Mais, si l’Histoire a conservé les noms de Florian et Martini comme auteurs de Plaisir d’Amour, il serait injuste
d’oublier celui de Ange-Etienne-Xavier Poisson de La Chabeaussière, car l’édition de 1785 le cite comme
coauteur de la musique " Romance, musique de MM. Martini et de La Chabeaussière ". L’oeuvre de ce littérateur-
musicien ne lui a pas survécu et son nom n’apparaît même plus dans la plupart des ouvrages spécialisés. Les
personnes intéressées peuvent utilement consulter l’édition de 1834 du dictionnaire de F.X. de Feller intitulé
Biographie universelle ou dictionnaire historique des hommes qui se sont fait un nom par leur génie, leurs talens,
leurs vertus, leurs erreurs ou leurs crimes.2 Ils pourront apprendre que né à Paris en 1752, et mort le 10
septembre 1820, ce fils d’avocat, qui eut quelques différends avec Mirabeau, est l’auteur d’un Catéchisme
républicain, qu’il fut enfermé aux Madelonnettes sous la Révolution, qu’il ne fut sauvé de l’échafaud que par la
mort brutale de Robespierre et qu’enfin, il administra l’Opéra à partir de 1798. Directeur de l’Almanach des Muses
après Vigée, on lui doit des poèsies, des traductions en vers d’oeuvres d’Homère, Virgile et Horace, des contes et
des apologues, ainsi que plusieurs comédies, vaudevilles et opéras-comiques à succès : Les Maris corrigés
(1781), Lamentine (1779), L’Eclipse totale (1782), Azémia ou les Sauvages, Gulistan ou le Hulla de
Samarcande...
Après avoir charmé les amoureux du XVIIIe siècle, puis ceux des XIXe et XXe siècles, ceux du tout proche XXIe
siècle peuvent se rassurer ; cette chanson n’est pas près de mourir !

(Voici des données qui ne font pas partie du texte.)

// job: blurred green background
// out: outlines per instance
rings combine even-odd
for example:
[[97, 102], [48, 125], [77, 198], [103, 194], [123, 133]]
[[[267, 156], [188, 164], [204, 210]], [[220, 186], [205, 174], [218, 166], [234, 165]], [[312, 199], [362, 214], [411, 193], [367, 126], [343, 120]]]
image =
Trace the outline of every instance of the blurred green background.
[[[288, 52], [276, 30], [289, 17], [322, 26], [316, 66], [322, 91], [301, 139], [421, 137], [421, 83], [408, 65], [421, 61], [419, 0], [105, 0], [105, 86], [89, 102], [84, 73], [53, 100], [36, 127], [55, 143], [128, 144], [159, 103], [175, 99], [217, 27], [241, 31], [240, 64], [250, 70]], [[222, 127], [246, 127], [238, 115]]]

Denis HAVARD DE LA MONTAGNE
____________
1) Paris, Belin, 1785-1789, 5 vol. in-18. [ Retour ]
2) Nouvelle édition, augmentée de plus de 3000 articles rédigés par M. Pérennès, professeur de littérature française à l'Académie de Besançon (Paris,
1834, Gauthier frères, 12 vol.). Voir vol. 7, pp. 180-181. [ Retour ]
PLAISIR D'AMOUR
Plaisir d'amour ne dure qu'un moment,
Chagrin d'amour dure toute la vie.
J'ai tout quitté pour l'ingrate Sylvie.
Elle me quitte et prend un autre amant.
Plaisir d'amour ne dure qu'un moment,
Chagrin d'amour dure toute la vie.
Tant que cette eau coulera doucement
Vers ce ruisseau qui borde la prairie,
Je t'aimerai, me répétait Sylvie,
L'eau coule encore, elle a changé pourtant.
Plaisir d'amour ne dure qu'un moment,
Chagrin d'amour dure toute la vie.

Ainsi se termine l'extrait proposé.